Patients like Marlene Blake, treated for breast cancer during the COVID-19 pandemic, are glad they didn’t put off surgery. “I don’t know how long I’d have been here had they cancelled my surgery,” said Blake.
Pam Weydert is glad she was seen, diagnosed and treated for pancreatic cancer—all during the pandemic. “My advice is to listen to your body and to your family members when they urge you to see a doctor—even if there’s a global pandemic,” said Weydert.
The cancer center is fully staffed, just as it was pre-pandemic, and precautions are being taken to ensure patient safety:
- Most doctors, nurses and other staff are now vaccinated against COVID-19
- Visitors are restricted
- Patients and employees are screened for infection daily
- Masks are mandated
- Social distancing is practiced
- Sanitizer and hand washing facilities are provided
“Outside your home, it’s one of the safest places you can be, and delaying medically necessary care can have life-threatening consequences,” said Richard Bold, physician-in-chief of the UC Davis Comprehensive Cancer Center.

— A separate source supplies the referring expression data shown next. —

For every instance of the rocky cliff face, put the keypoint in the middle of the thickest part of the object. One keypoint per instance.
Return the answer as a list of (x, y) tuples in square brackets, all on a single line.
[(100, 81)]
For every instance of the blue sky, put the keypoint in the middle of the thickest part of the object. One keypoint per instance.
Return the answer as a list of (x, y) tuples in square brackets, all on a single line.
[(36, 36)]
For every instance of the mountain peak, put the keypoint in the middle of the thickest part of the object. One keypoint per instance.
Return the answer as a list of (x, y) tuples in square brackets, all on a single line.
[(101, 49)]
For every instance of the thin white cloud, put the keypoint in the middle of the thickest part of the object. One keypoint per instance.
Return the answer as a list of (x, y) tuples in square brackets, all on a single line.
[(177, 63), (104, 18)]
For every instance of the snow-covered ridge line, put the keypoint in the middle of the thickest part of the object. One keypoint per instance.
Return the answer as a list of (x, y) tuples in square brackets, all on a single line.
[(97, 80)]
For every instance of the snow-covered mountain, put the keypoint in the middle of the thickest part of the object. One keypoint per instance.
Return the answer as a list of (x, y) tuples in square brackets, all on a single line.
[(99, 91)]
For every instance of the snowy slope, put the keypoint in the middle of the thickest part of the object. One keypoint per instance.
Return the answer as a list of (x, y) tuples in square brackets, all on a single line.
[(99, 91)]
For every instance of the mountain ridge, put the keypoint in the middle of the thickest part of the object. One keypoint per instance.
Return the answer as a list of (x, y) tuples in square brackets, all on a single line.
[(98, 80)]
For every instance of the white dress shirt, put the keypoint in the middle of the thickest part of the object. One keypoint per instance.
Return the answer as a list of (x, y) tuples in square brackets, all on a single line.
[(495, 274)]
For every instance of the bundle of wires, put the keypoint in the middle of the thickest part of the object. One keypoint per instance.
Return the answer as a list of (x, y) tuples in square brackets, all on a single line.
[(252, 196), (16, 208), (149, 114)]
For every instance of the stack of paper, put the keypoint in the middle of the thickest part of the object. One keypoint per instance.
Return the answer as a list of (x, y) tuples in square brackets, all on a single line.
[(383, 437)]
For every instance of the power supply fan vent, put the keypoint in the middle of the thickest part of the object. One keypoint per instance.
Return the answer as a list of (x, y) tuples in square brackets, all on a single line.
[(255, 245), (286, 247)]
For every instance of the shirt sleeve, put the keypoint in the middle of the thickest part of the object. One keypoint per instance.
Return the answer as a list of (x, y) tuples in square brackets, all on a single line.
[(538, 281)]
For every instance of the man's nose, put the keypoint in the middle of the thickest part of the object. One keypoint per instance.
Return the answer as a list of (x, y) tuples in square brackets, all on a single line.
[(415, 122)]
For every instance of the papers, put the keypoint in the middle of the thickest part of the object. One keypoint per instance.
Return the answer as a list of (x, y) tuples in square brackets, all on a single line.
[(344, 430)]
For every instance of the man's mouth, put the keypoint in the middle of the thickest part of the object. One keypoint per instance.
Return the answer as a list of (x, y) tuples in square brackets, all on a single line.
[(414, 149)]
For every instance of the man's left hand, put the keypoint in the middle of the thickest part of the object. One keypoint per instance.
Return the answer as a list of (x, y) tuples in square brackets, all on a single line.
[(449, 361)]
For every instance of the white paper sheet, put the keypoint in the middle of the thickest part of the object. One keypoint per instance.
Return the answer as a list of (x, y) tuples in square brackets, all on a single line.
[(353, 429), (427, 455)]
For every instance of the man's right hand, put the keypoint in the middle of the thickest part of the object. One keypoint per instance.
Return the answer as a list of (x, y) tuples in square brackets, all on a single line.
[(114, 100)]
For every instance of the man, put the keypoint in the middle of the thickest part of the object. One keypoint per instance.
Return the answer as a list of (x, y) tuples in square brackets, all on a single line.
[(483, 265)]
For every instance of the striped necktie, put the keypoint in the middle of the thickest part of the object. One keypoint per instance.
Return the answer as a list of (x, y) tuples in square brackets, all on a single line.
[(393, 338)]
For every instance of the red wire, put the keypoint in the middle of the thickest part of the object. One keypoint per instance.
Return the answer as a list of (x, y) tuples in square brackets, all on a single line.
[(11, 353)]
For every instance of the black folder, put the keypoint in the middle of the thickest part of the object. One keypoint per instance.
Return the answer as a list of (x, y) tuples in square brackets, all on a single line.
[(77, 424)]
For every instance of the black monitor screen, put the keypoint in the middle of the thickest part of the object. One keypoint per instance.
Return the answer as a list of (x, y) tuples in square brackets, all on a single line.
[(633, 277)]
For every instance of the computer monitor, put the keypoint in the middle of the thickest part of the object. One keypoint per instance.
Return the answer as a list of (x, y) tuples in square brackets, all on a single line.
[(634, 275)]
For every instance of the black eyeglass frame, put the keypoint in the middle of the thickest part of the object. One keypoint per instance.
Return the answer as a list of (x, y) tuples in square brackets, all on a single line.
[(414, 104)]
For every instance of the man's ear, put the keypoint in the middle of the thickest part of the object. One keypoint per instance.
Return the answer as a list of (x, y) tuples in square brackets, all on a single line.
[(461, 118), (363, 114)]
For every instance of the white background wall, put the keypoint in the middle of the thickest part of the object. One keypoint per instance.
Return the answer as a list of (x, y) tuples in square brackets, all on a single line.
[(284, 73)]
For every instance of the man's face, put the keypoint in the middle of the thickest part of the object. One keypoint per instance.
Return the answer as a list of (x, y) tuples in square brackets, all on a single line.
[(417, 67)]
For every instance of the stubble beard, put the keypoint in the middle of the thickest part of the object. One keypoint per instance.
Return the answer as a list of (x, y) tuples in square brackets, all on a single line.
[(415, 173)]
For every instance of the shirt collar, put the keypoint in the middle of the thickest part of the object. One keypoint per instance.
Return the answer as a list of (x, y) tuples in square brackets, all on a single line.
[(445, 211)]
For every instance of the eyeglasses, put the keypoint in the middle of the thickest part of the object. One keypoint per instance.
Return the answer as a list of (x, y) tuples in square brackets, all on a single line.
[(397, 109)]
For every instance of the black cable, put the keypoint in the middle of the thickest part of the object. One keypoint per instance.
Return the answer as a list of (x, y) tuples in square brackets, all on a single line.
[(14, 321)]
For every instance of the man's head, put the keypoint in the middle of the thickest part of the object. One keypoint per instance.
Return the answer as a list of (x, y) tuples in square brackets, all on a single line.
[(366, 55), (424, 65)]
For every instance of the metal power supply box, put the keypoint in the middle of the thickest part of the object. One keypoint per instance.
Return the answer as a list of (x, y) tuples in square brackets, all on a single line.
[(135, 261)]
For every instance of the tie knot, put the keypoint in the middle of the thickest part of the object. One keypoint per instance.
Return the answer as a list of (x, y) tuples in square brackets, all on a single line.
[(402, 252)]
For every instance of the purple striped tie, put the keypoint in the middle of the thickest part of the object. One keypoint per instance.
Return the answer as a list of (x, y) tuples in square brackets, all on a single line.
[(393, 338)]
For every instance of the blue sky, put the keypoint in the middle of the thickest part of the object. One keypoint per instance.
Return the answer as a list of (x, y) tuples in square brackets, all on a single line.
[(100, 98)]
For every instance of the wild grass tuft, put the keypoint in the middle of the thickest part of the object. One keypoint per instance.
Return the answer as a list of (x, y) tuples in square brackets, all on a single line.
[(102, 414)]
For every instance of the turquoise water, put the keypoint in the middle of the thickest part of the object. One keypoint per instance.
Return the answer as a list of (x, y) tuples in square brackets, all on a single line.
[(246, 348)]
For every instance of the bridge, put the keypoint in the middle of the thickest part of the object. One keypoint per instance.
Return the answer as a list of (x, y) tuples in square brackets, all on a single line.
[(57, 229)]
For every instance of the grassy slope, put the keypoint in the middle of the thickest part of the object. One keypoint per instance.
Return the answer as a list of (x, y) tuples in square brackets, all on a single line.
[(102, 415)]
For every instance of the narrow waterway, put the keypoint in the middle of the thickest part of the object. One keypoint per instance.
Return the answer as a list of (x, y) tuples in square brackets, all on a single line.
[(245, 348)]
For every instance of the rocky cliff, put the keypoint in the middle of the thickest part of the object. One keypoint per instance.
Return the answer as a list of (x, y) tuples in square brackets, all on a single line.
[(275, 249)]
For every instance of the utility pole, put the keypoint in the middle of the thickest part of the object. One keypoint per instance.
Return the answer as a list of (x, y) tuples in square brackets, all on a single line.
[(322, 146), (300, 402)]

It is important to contact your medical provider to ensure you are keeping up with routine screenings and communicating any symptoms you may be experiencing.

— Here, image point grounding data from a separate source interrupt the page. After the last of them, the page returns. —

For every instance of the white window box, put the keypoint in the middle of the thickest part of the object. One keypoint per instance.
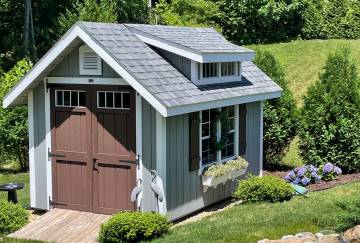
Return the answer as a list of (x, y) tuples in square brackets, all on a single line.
[(236, 173), (213, 181)]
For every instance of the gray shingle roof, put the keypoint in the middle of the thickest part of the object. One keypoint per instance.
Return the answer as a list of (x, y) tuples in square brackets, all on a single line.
[(196, 38), (161, 79)]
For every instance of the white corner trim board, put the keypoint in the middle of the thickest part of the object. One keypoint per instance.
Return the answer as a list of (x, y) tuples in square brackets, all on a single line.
[(48, 145), (31, 149)]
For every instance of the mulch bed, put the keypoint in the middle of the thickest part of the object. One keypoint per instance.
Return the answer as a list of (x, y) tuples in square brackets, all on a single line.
[(322, 185)]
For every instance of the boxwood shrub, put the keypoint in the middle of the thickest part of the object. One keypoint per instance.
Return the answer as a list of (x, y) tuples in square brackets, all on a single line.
[(12, 217), (267, 188), (133, 227)]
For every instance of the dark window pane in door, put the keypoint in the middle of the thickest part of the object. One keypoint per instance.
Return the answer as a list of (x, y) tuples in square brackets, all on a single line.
[(74, 98), (117, 100), (82, 99), (101, 99), (126, 100), (109, 100), (66, 98), (59, 96)]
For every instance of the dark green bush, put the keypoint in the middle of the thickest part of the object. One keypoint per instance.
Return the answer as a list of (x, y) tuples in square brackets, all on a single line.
[(266, 188), (280, 115), (12, 217), (133, 227), (351, 217), (330, 118)]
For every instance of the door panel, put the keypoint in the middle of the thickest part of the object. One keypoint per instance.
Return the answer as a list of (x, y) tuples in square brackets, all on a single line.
[(113, 143), (97, 169), (71, 138)]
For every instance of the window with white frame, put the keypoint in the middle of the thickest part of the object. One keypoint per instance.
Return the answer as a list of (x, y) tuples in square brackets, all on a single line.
[(219, 70), (89, 61), (213, 130), (70, 98), (113, 99)]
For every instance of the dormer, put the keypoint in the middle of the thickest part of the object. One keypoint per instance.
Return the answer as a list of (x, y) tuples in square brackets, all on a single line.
[(214, 60)]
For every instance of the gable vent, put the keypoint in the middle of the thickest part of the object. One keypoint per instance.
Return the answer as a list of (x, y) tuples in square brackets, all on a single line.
[(89, 61)]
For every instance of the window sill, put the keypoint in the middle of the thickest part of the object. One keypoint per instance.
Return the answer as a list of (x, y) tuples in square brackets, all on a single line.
[(204, 167)]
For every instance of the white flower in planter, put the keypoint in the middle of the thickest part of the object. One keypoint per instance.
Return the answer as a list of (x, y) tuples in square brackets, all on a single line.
[(221, 173)]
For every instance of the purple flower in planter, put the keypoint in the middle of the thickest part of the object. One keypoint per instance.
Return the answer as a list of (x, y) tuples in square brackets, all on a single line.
[(305, 181), (302, 171), (337, 170), (328, 167)]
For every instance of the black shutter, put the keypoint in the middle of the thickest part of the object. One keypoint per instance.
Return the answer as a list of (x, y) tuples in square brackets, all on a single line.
[(242, 129), (194, 141)]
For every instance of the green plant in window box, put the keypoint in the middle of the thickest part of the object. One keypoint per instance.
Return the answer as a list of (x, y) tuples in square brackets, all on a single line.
[(221, 173)]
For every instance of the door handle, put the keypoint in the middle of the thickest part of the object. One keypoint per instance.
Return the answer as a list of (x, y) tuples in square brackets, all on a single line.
[(55, 155), (95, 164)]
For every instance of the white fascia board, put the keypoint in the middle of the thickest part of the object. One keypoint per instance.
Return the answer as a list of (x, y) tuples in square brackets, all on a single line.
[(40, 67), (86, 80), (228, 57), (122, 72), (178, 110), (195, 55), (58, 48)]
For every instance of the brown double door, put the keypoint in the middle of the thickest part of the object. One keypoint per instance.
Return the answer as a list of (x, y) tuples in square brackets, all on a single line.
[(93, 147)]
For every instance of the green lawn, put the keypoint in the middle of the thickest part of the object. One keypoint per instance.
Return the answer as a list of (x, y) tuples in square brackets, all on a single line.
[(252, 222), (302, 62)]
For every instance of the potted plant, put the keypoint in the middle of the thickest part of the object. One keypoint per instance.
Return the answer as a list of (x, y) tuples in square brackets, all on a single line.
[(221, 173)]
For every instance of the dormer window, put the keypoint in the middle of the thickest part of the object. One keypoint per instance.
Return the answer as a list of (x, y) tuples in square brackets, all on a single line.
[(89, 61), (217, 72)]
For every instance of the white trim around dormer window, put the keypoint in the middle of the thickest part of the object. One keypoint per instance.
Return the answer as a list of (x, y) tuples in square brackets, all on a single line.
[(198, 79), (89, 61)]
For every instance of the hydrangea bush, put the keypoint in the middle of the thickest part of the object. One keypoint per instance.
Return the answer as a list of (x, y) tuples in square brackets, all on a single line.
[(308, 174), (329, 171)]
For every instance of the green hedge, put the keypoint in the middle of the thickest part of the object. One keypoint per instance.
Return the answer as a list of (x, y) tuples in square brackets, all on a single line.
[(266, 188), (133, 227), (12, 217)]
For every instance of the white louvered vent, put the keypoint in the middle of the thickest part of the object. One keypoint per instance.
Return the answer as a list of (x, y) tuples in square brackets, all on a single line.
[(89, 61)]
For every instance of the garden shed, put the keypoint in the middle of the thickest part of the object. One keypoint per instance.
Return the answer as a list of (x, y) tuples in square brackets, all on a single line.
[(114, 107)]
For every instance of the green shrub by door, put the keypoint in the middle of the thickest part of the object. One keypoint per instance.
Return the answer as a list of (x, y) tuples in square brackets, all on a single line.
[(133, 227), (267, 188), (12, 217)]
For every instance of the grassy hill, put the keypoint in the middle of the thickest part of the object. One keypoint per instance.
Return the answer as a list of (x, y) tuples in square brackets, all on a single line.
[(302, 62)]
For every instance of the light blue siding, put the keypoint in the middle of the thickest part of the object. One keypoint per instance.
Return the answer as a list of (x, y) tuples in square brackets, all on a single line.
[(40, 175), (184, 188)]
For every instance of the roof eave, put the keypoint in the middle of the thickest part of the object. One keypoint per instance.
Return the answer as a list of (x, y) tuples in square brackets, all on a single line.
[(192, 54), (178, 110)]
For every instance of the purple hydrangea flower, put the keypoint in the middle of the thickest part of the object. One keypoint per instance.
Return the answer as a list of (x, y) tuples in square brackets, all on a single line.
[(337, 170), (328, 167), (302, 171), (305, 181), (296, 181)]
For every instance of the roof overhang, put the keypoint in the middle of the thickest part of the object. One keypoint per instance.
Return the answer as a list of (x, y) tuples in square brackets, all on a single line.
[(195, 55), (178, 110), (35, 75)]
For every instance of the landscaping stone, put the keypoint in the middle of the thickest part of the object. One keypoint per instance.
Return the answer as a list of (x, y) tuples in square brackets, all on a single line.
[(352, 235)]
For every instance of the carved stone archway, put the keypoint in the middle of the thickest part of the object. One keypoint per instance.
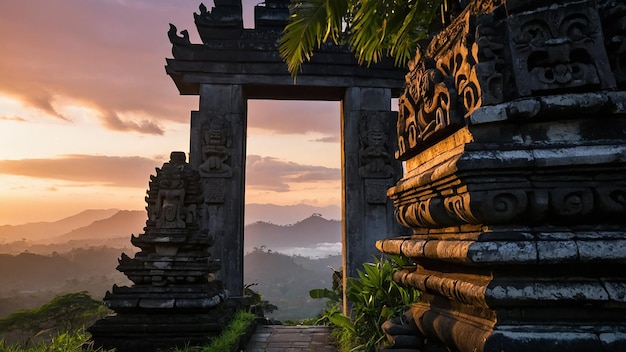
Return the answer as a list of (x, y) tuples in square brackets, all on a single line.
[(233, 65)]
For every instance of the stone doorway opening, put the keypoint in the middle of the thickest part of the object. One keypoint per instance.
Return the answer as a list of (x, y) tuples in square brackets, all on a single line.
[(292, 237)]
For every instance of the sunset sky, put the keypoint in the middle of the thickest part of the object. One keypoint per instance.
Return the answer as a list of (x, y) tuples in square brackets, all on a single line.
[(87, 112)]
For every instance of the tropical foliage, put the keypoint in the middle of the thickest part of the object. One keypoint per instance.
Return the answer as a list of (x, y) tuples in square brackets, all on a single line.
[(230, 338), (373, 298), (63, 313), (372, 29)]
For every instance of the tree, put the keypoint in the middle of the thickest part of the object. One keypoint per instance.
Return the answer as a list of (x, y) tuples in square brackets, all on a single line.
[(372, 29)]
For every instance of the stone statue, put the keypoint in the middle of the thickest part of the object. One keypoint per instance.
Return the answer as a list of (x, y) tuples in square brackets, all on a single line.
[(171, 195), (215, 150)]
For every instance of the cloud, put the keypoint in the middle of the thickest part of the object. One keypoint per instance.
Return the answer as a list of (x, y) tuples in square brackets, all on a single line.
[(112, 171), (272, 174), (110, 56), (294, 117), (114, 122), (13, 118), (107, 55)]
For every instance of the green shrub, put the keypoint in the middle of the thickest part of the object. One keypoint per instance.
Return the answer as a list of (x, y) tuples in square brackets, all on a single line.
[(74, 341), (229, 338), (373, 298)]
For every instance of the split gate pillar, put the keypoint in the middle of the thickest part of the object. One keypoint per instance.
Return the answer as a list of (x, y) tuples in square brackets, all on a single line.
[(369, 169), (218, 152)]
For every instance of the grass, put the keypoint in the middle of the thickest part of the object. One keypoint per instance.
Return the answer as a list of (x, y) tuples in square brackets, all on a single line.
[(63, 342), (230, 338)]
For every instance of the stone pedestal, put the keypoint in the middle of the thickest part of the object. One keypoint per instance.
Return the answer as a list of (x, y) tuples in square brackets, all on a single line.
[(512, 127)]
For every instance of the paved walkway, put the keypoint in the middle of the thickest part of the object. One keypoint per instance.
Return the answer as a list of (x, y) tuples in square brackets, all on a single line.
[(279, 338)]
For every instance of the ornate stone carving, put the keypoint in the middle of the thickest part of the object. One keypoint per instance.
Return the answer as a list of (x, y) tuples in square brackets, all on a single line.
[(508, 206), (215, 167), (559, 47), (224, 21), (183, 39), (374, 155), (216, 144), (459, 72), (170, 273), (172, 194), (613, 15)]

“At UC Davis Health, we are working to prevent a wave of post-pandemic deaths from cancer and other serious conditions because people are afraid to come in for screenings or treatment due to COVID-19,” said Bold.
Visit our website for more information about how UC Davis Health is keeping patients safe.
Embracing telemedicine during COVID-19
Seeking care may be as simple as talking to your care team virtually (online or over the phone). As many as 20% of cancer center visits are now conducted via telemedicine, which can be convenient for parents caring for children at home, people who cannot take time off work or others who lack transportation.
“Some of the lessons we’re learning from COVID-19 are changing how we deliver health care now and into the future,” said Bold. “Telemedicine is a really good example.”
While some procedures still need to be performed in person, telemedicine offers patients a way to connect with their physicians, review x-rays or lab results, discuss treatment options or conduct follow-up visits from the comfort of home.